In sports if a team is “skunked” it usually means they failed to score or their athletic performance generally “stunk up the place.” When it’s said you have “a skunk in your mouth,” then buddy…you have a noticeable case of bad breath. In the drinking world if you have some “skunky” beer it usually means it has either gone flat or is of very poor, undesirable quality in the first place. But when you or your dog gets “skunked” in the outdoors…you better be prepared to deal with the consequences.
I’ve always been a bit fascinated by the world of skunks—provided it was done at a distance, mind you. But when you spend any amount of time in the outdoors…sooner or later you are likely to have an encounter.
Perhaps the most memorable encounter I ever had with a skunk occurred in the fall of 1995 when I was elk hunting out in Colorado. We had set up camp with our wall tent and gear just off the mountain road and things were looking pretty calm and peaceful…well, at least for awhile. I had brought with a bag of salted in-the-shell peanuts and was indiscriminately discarding the empty hulls around camp. BIG MISTAKE!!
At the end of a long day’s hunt we arrived back in camp and were settling in to cook supper when I happened to look down to see a skunk walking right towards me at a distance of about 10 feet. I let out a shriek and told my hunting partner, Mitch, to “grab the gun!!!” This seemingly fearless little creature began to chew on the pile of empty peanut shells…and that is when I realized my mistake.
Believe me, there are few happenings in life that can get you so quickly excited as having a skunk in hunting camp. The experience only has to happen once and your awareness of it happening again is somehow easily heightened. Several years later we had camp in Montana during an antelope hunt when someone sitting around the campfire hollered “skunk…grab the gun!” One of the hunters was just about to lay a bead on the critter when another hunter wisely shined a flashlight to determine it wasn’t a skunk…but just the rancher’s small black dog nosing around our campsite.
Of course, we all know why the mere mention of “skunk” sends a shiver up our sportsman’s spines. Aside from the fact many are rabid…the potential odor factor is often of greater concern to most of us.
Take the skunk, for instance, we shot in Colorado who invaded our camp. Even though we shot it 300 feet away from camp…the obnoxious stench lingered on the mountainside the whole time we were there hunting. Another group of hunters, in fact, ended up moving their camp location because the prevailing winds made their camp life simply unbearable.
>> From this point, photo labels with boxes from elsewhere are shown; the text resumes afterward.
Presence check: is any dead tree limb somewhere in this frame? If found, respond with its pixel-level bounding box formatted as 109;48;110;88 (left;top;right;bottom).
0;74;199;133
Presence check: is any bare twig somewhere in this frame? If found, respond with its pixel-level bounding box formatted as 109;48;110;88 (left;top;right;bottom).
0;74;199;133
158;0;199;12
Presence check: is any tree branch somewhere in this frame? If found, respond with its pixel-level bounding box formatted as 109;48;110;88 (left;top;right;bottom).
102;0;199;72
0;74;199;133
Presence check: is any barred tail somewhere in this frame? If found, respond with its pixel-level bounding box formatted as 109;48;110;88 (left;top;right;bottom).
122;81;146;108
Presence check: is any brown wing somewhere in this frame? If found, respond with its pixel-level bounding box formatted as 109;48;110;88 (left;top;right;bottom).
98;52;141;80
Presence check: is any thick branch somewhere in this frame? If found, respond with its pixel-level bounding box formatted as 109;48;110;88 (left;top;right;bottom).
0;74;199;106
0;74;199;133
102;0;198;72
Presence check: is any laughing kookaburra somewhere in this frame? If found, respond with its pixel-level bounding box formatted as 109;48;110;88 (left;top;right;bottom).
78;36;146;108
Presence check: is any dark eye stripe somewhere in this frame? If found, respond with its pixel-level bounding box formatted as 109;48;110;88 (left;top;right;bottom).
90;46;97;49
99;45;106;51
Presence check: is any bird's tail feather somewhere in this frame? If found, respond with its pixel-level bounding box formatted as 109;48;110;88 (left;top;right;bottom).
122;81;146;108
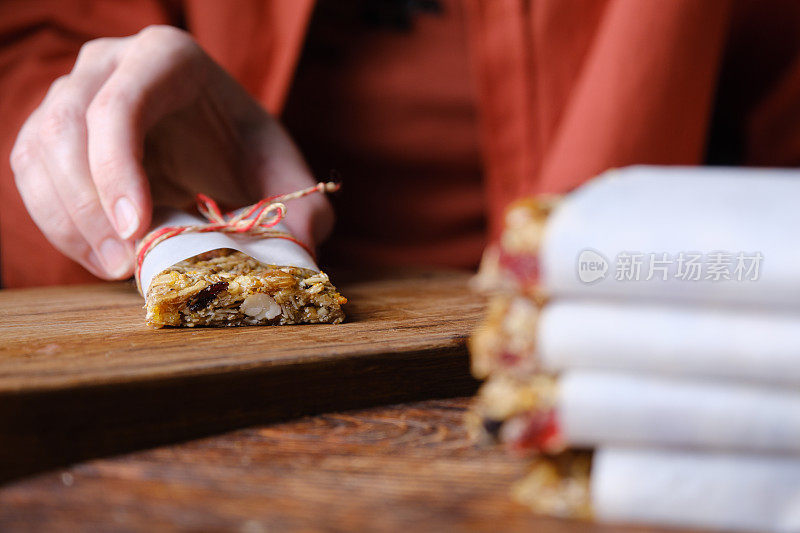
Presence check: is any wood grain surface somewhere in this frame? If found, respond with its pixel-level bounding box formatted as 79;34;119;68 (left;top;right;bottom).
0;272;482;479
0;399;692;533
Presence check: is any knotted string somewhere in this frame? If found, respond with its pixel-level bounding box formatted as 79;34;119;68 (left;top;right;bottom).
136;181;339;290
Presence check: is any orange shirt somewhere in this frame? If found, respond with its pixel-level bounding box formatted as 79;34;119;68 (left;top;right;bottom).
283;0;486;268
0;0;800;286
Skunk essence is an interesting substance. The chemical called "butylmercaptan" has been documented to be detectable at a distance of over 20 miles away from the point source. Think back to the times you are driving along in your car and you smell skunk. Given the right conditions, it can be a mile or two down the road before you visually detect the road kill.
Skunk essence comes from the same family of chemicals added to natural gas. Natural gas in its pure form is odorless…so a chemical is added to help alert folks to a potential leak. Indeed, skunk essence can be detected even at such low levels as 20 parts per billion making the task of cleaning up the smell almost impossible. That’s why even six months to a year after the spray it’s still usually possible to detect a hint of this undesired odor.
On the market there are several concoctions used by dog owners and sportsmen to deal with the “skunky” smell…but there is also one very common recipe used to effectively neutralize the smell. Forget bathing Fido in tomato juice or vinegar…for best results consider this:
- Mix 1 quart of 3% hydrogen peroxide; into
- ¼ cup of baking soda; combine with
- 1 teaspoon of liquid dish soap.
Combine the contents of this solution into a spray bottle or the mixture can be added to a load of laundry. DO NOT bottle the solution for later use…pressure from the hydrogen peroxide and the baking soda can build up and rupture the container.
The fear of getting “skunked” doesn’t have to keep you indoors if you know how to properly handle the situation if it occurs. Remember, a skunk emits the spray out a gland near its anus to a distance of about 10 to 15 feet. Yet, even though the fear of getting sprayed is obviously of big concern…the paramount concern with skunks should be the incidence of rabies as they are one of the main carries of that nasty disease in the country.
The next time you head out in the field pheasant hunting just remember that it’s a whole lot better to get "skunked" by not shooting any birds…than getting "skunked" by having to deal with the odor. Dealing with the latter lingers far longer than dealing with the bitterness of the former.